Russia and Belarus Silence Protests Fighting Corruption
Protests are sweeping across Russia and Belarus against corruption. Aleksei Navalny, head of the Russian opposition, was taken into custody for his role in organizing dozens of rallies throughout the country. The Putin government has branded all but a handful of the protests illegal. Putin’s actions have led for calls from American politicians to speak out about the level of government oppression. This development complicates President Trump’s stated desire to pursue a closer relationship with Putin.
Unemployment Tax Sparks Protests in Belarus
While Russian authorities have so far refrained from reacting violently to the demonstrations, the same is not true for Belarus.
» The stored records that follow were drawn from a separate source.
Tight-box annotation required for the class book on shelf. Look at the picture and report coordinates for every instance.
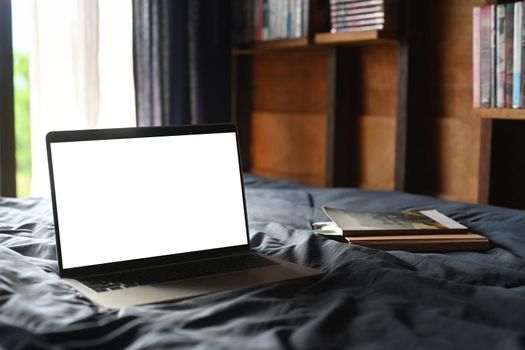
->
[331,12,385,23]
[505,3,514,108]
[330,0,383,11]
[513,2,522,108]
[490,4,496,107]
[330,24,384,33]
[232,0,313,44]
[313,207,490,252]
[331,4,383,17]
[480,4,492,107]
[520,3,525,107]
[473,6,481,108]
[328,0,397,35]
[473,1,525,109]
[331,18,385,31]
[496,4,506,108]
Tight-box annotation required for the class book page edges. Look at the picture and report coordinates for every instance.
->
[420,210,467,230]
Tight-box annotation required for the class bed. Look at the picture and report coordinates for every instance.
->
[1,173,525,349]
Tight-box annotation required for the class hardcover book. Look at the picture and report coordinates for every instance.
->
[322,207,468,236]
[315,207,490,252]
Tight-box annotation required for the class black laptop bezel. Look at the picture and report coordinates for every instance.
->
[46,123,251,279]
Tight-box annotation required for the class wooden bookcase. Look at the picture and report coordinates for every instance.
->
[471,0,525,209]
[232,0,525,208]
[232,0,405,190]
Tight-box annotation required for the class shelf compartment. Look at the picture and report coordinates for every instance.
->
[473,108,525,120]
[314,30,397,46]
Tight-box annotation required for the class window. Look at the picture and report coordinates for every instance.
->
[11,0,136,197]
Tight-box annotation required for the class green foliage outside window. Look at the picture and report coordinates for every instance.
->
[14,51,31,197]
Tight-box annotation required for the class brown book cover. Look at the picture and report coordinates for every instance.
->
[345,233,490,252]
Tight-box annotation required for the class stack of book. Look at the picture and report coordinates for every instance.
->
[233,0,310,44]
[473,1,525,108]
[314,207,490,252]
[256,0,310,41]
[329,0,388,34]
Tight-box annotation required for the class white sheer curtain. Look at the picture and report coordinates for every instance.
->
[30,0,136,196]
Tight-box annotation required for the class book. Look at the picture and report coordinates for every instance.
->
[331,11,385,23]
[331,17,385,29]
[513,1,522,108]
[521,2,525,107]
[330,0,382,4]
[331,5,383,17]
[480,4,492,107]
[473,6,481,107]
[496,4,506,108]
[330,24,384,33]
[253,0,309,41]
[254,0,264,41]
[490,4,496,107]
[322,207,469,236]
[315,207,490,252]
[316,231,490,252]
[505,3,514,108]
[301,0,309,37]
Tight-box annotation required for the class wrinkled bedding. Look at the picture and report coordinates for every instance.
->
[1,174,525,349]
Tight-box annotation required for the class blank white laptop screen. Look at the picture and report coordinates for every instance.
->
[50,132,248,269]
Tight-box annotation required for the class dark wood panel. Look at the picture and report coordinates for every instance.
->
[490,121,525,209]
[434,117,480,203]
[231,54,253,171]
[395,0,427,193]
[327,46,359,187]
[251,112,327,186]
[360,46,398,117]
[478,119,492,204]
[357,116,396,190]
[253,49,329,113]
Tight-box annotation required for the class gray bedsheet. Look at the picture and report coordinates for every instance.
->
[1,174,525,349]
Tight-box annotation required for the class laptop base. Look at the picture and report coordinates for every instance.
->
[65,253,322,309]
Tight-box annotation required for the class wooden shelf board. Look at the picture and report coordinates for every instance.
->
[233,38,310,55]
[314,30,397,46]
[233,32,398,55]
[474,108,525,120]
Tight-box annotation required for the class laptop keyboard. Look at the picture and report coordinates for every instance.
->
[79,254,277,293]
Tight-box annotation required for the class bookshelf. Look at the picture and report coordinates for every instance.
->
[472,0,525,208]
[232,0,404,189]
[232,0,525,208]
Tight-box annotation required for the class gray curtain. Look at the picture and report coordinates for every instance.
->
[133,0,232,126]
[0,0,16,196]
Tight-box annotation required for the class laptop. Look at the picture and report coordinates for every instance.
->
[46,124,321,308]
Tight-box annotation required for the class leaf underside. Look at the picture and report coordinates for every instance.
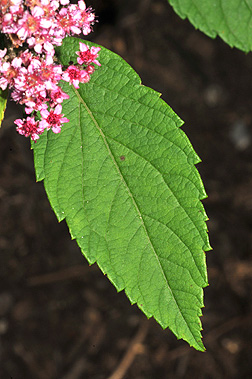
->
[33,37,211,351]
[168,0,252,52]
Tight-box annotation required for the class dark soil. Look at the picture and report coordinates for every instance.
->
[1,1,252,378]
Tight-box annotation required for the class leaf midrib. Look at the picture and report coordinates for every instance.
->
[73,86,200,345]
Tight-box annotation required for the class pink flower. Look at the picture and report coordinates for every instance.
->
[19,49,33,66]
[14,116,45,141]
[62,65,89,88]
[74,1,95,35]
[24,91,48,113]
[0,61,19,88]
[85,65,95,75]
[0,0,101,140]
[76,43,101,66]
[40,104,69,133]
[50,87,69,106]
[55,7,81,36]
[17,7,45,41]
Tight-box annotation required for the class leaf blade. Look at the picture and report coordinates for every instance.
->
[168,0,252,52]
[33,37,210,350]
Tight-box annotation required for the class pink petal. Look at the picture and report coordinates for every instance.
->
[73,80,80,89]
[78,0,86,11]
[61,117,69,123]
[54,104,62,114]
[52,125,61,133]
[40,18,52,28]
[40,109,49,119]
[17,27,28,40]
[39,120,48,129]
[0,49,7,58]
[32,6,44,17]
[91,46,101,54]
[79,42,88,52]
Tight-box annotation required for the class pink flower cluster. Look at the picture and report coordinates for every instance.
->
[0,0,96,55]
[0,0,101,140]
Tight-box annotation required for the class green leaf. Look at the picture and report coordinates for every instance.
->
[168,0,252,52]
[33,37,210,351]
[0,88,8,128]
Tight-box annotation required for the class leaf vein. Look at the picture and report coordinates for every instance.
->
[74,87,199,344]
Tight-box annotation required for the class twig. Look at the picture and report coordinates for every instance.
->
[61,357,87,379]
[205,313,252,343]
[26,264,89,286]
[108,319,149,379]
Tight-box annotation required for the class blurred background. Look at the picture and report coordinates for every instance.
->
[1,0,252,377]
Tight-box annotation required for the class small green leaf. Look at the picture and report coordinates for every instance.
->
[0,88,8,128]
[168,0,252,52]
[33,37,210,351]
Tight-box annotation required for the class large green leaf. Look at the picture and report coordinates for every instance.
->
[168,0,252,52]
[0,88,8,128]
[33,37,210,351]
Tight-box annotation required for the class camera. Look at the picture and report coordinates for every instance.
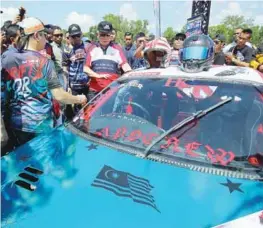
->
[19,7,26,21]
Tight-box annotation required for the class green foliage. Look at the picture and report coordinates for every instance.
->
[208,15,263,46]
[163,27,177,44]
[71,13,263,47]
[84,14,149,45]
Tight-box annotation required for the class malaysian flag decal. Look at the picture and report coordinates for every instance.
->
[91,165,160,212]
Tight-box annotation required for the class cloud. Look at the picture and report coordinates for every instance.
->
[65,12,96,32]
[212,2,256,25]
[0,7,18,26]
[249,3,258,9]
[219,2,243,18]
[255,15,263,25]
[119,3,137,21]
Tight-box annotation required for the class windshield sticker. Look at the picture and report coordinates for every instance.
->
[220,178,244,194]
[164,78,217,99]
[91,165,160,212]
[87,143,98,151]
[127,72,161,77]
[94,127,236,166]
[206,146,235,166]
[113,127,127,140]
[160,136,181,153]
[127,130,143,142]
[127,80,143,89]
[185,142,202,157]
[95,127,110,138]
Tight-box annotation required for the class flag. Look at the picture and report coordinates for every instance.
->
[91,165,160,212]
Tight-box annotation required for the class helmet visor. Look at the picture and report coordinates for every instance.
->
[182,46,208,60]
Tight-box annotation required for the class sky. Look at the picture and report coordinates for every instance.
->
[1,0,263,35]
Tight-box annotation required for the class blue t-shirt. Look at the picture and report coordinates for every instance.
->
[132,57,148,70]
[62,42,90,89]
[1,45,18,117]
[1,50,61,133]
[122,44,136,67]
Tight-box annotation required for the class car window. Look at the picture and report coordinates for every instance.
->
[72,77,263,171]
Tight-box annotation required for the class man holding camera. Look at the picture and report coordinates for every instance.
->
[132,32,148,70]
[225,31,254,67]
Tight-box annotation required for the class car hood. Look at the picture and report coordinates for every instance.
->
[1,126,263,228]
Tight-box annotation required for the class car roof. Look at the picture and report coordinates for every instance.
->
[123,65,263,85]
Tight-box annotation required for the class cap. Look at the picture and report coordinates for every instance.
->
[214,34,226,42]
[19,17,45,35]
[97,21,113,34]
[68,24,82,36]
[82,37,91,43]
[147,34,155,41]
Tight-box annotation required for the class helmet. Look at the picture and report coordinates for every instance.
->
[179,34,214,73]
[144,37,171,68]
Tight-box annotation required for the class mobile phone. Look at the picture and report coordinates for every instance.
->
[19,8,26,21]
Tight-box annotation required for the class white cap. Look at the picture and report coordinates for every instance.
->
[19,17,44,35]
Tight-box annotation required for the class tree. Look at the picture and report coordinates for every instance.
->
[163,27,177,43]
[84,25,97,41]
[88,13,149,45]
[222,15,253,31]
[208,24,231,42]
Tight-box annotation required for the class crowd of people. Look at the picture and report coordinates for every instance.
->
[0,7,263,155]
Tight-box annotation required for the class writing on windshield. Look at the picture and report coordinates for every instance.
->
[94,126,236,166]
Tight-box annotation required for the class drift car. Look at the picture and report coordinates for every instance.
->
[1,65,263,228]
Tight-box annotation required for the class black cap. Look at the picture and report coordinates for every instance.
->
[214,34,226,42]
[68,24,82,36]
[98,21,113,34]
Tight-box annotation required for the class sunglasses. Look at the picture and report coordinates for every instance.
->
[54,34,63,37]
[99,33,111,37]
[70,34,81,39]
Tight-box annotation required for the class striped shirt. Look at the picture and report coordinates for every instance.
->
[85,42,127,92]
[62,42,91,89]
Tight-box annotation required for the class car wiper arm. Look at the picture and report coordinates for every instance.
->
[144,97,233,157]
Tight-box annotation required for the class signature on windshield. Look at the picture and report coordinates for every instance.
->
[94,126,236,166]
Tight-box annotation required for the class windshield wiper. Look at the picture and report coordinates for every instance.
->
[144,97,233,157]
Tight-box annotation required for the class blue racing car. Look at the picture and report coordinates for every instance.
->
[1,66,263,227]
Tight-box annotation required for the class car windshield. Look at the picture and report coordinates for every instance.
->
[71,76,263,172]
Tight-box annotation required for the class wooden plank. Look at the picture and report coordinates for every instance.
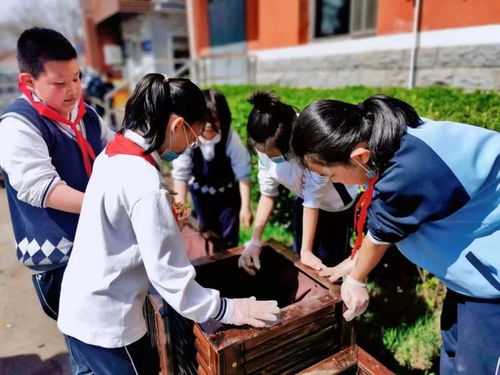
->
[196,351,211,375]
[358,346,395,375]
[266,239,340,294]
[296,345,357,374]
[226,293,337,350]
[296,345,395,375]
[219,343,245,375]
[244,310,337,361]
[197,363,209,375]
[245,323,340,374]
[146,295,171,375]
[194,339,212,371]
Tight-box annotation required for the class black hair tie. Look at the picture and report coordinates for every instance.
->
[357,102,366,115]
[357,102,373,122]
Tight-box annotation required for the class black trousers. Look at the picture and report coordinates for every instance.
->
[32,266,66,320]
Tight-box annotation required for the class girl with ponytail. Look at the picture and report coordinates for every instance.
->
[57,75,279,375]
[238,91,358,275]
[291,95,500,375]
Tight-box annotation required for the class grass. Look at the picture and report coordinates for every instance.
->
[239,221,293,246]
[202,84,499,373]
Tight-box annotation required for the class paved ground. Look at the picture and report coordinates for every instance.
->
[0,186,210,375]
[0,188,70,375]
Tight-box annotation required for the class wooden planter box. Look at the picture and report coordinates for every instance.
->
[147,240,345,375]
[297,345,395,375]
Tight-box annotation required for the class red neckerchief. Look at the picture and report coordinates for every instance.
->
[351,175,378,259]
[18,82,96,177]
[106,134,180,222]
[105,133,158,170]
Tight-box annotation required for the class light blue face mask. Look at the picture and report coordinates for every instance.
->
[270,155,286,164]
[161,149,179,162]
[161,120,199,162]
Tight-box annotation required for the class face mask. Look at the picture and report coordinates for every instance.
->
[201,133,221,145]
[161,120,199,162]
[351,157,377,179]
[161,149,179,162]
[270,155,286,164]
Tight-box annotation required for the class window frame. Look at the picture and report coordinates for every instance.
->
[309,0,378,42]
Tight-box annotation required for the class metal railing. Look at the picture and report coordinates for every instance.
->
[191,53,257,86]
[93,53,258,129]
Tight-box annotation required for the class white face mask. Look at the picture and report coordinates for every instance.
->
[200,133,221,144]
[200,133,222,161]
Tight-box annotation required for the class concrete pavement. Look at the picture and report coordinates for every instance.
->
[0,188,70,375]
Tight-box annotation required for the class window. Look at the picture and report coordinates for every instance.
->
[350,0,377,35]
[314,0,377,38]
[208,0,246,46]
[172,35,190,73]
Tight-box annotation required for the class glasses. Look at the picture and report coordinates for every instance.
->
[183,121,201,149]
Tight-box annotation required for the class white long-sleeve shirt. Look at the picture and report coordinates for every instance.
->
[257,151,358,211]
[0,95,114,208]
[58,130,227,348]
[171,130,251,182]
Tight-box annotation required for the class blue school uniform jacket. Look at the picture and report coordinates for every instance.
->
[368,118,500,298]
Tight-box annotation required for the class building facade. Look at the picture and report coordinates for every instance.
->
[81,0,189,83]
[187,0,500,90]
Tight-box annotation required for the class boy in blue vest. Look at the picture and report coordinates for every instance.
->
[0,27,113,320]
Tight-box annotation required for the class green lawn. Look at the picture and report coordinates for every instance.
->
[205,85,500,374]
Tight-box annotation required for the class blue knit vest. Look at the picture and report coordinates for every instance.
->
[0,98,103,272]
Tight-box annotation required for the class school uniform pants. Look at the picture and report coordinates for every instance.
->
[440,289,500,375]
[32,266,93,373]
[190,185,241,248]
[32,266,66,320]
[292,197,354,267]
[65,334,159,375]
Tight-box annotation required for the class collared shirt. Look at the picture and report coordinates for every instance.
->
[0,94,114,208]
[58,130,225,348]
[257,151,358,212]
[172,130,251,182]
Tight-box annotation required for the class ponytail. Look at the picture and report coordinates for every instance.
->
[360,95,421,169]
[122,73,207,154]
[246,91,297,156]
[291,95,421,171]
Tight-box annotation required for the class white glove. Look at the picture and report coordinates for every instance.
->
[319,253,358,282]
[238,239,262,276]
[341,275,369,321]
[221,297,280,327]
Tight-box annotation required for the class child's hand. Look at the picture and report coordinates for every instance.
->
[319,254,358,282]
[167,189,178,199]
[341,275,369,321]
[300,251,325,271]
[239,207,253,228]
[238,240,262,276]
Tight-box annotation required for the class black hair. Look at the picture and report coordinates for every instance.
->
[17,27,77,78]
[246,91,297,157]
[121,73,208,154]
[291,95,422,172]
[203,89,232,138]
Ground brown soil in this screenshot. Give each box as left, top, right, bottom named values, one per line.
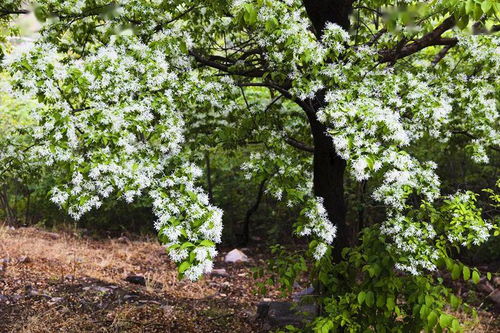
left=0, top=225, right=498, bottom=333
left=0, top=226, right=279, bottom=332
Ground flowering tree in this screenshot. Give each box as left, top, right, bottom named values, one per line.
left=1, top=0, right=499, bottom=331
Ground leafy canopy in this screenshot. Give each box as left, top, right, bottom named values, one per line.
left=0, top=0, right=499, bottom=330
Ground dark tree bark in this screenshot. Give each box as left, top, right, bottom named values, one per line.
left=304, top=99, right=352, bottom=261
left=240, top=178, right=267, bottom=246
left=302, top=0, right=355, bottom=261
left=303, top=0, right=353, bottom=35
left=205, top=151, right=213, bottom=202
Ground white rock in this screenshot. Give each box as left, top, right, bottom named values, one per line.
left=224, top=249, right=248, bottom=263
left=210, top=268, right=229, bottom=277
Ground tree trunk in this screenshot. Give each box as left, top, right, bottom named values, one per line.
left=302, top=0, right=355, bottom=261
left=205, top=151, right=213, bottom=202
left=240, top=178, right=266, bottom=246
left=306, top=108, right=353, bottom=262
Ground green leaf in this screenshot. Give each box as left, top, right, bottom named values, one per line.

Police, under orders from President Alexander Lukashenko, have attacked hundreds of people who gathered to complain about high unemployment and about changes to the relationship between Russia and Belarus. The last straw for many of the protesters was the implementation of a “social parasite” tax on the unemployed.
Belarus Shuns Putin in Favor of Western Allies
Until now, Russia and Belarus acted as close allies. However, in recent months President Lukashenko has worked to build ties with the West, including encouraging tourism and capital investment by waiving visas for EU and US travelers. This is also part of Lukashenko’s plan to rebrand, after years of being referred to as Europe’s “last dictator”. The President has managed to remain in power since 1994.
Rising Oil Prices Create Rift between Russia and Belarus
Another conflict between the two countries arose over the handling of Russian’s crude oil resources. Belarus purchases most of its gas from Russia, paying contractual prices that are currently higher than those that are available on the open market. Russia is currently working with OPEC to restrict gas supplies in an attempt to raise prices. Russia’s refusal to renegotiate with Belarus has left a breech, and pro-democracy groups have taken the opportunity to step in, working with the elite in Belarus to strengthen ties to Europe.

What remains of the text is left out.